Reason Three: Entropy. We have no choice! Everyone’s a head case because the universe is a head case. Because things fall apart. Unzip. Unspool. Go to weeds. Fly outward. Lose their center. Crack up. So long as we have the energy, the grit, the pluck, the luck, we can keep ourselves together and hang onto a semblance of control. But keeping disorder at bay is hard work, baby. As anyone who has ever seen my house will confirm, the threat of disorder lurks in very corner, in every opened yogurt container, in every gathering dust bunny.

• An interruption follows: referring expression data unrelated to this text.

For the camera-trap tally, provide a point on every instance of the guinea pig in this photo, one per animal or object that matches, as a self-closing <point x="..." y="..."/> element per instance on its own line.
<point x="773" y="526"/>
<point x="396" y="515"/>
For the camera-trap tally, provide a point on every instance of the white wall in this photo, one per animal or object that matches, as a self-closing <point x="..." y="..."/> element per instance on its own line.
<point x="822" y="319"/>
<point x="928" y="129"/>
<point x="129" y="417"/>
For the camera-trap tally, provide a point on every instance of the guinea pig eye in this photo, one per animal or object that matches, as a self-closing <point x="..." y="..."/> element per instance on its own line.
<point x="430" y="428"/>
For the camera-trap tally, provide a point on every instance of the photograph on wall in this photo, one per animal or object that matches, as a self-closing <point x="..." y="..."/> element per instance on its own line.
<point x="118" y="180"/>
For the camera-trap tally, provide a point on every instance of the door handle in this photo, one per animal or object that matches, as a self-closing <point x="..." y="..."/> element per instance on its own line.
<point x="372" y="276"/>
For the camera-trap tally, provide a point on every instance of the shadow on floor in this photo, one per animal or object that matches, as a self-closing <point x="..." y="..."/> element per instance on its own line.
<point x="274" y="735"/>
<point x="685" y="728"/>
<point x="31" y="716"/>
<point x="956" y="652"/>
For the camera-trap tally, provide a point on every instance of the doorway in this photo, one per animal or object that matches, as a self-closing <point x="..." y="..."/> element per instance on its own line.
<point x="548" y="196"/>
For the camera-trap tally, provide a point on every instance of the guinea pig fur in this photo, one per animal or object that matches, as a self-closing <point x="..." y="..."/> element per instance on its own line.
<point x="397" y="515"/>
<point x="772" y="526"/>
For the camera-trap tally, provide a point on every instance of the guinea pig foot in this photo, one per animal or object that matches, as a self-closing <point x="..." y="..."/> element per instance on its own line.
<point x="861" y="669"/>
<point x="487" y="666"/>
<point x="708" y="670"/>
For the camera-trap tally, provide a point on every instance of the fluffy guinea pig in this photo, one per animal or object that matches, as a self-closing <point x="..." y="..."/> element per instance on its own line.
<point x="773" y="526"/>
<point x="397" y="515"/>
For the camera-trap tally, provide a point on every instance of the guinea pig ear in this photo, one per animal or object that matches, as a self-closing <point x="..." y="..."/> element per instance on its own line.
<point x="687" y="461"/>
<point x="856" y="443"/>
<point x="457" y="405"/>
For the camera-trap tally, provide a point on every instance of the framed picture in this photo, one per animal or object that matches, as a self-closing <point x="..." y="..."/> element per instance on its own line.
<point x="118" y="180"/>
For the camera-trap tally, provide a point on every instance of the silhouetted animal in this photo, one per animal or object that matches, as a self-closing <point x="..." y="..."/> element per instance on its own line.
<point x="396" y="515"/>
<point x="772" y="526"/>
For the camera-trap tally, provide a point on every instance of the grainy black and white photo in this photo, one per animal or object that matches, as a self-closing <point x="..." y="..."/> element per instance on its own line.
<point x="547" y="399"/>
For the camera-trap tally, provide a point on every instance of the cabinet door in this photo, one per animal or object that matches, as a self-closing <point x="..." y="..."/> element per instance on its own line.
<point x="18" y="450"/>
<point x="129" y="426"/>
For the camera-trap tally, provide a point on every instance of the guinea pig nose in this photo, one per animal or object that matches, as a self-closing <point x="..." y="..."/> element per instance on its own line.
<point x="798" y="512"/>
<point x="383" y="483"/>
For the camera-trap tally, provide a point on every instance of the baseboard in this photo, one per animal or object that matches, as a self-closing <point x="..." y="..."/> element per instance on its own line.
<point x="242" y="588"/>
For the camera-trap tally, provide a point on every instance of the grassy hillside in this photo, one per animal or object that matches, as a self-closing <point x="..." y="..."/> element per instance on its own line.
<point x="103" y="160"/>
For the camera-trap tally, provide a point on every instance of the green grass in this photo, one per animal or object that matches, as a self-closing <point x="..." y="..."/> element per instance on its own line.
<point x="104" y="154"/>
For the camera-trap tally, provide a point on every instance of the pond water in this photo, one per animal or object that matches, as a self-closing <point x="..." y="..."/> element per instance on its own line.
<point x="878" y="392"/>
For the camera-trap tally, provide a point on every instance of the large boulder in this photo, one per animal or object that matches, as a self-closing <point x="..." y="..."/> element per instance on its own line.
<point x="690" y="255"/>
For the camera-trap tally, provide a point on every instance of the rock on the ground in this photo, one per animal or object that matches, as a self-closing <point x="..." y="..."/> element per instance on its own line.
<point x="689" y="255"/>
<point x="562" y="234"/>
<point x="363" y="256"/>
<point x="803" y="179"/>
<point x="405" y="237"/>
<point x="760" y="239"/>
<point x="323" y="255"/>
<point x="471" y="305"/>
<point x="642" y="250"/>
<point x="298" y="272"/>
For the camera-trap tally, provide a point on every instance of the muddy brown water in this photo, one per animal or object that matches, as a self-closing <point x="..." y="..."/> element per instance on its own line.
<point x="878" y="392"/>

At the moment, my house isn’t half bad. Neither is my head. Sitting in my attic, clacking out these words, I’m as orderly as I ever am. I am mold- and dust-free, although I’m glad to report that I don’t smell like furniture polish. But whatever sense I’ve made of my own thoughts and my own life, whatever wee success I’ve had in figuring myself out, comes down to this: I’m a mess. I don’t expect myself to be anything other than a mess. However serene and fulfilled and rational I am in this sliver of time called now, I know that emotional and mental disarray are only as far off as the next bucket of shit. And knowing this — being okay with knowing this — is my best hope for keeping sane. That, and loving people. And exercise. And gratitude. And chocolate.

We needn’t be diagnosed or hospitalized or pigeon-holed or pathologized to admit out loud that it’s a crazy-making thing, this being alive. Isn’t it? Come on. How could it NOT be? It’s absolutely batshit, what we do each day: Waking, getting out of bed, toeing into the dank unknown as though we have a bloody clue what we’re doing. As though we’re not fighting off insecurity and fear every waking moment. As though we’re not expelling snot into our pillows on a semi-regular basis. As though we’re not relieved, at the end of the day, to just collapse in a heap and say, I ONLY SCREWED UP A LITTLE TODAY. And in other news, I’M NOT DEAD.

Of course, beauty waits around the bend. Joy creeps in. Love, sudden and surging, overwhelms. But the waiting beauty, the creeping joy, the surging love are as beyond our control as any of the psycho-twisting obstacles that trip and crack us up. Right now, praise God, I’m awash in all three; my life makes some sense to me; my universe is ordered, as is my mind. Sort of. I guess. A little. For now. And so I’m a head case, all the same.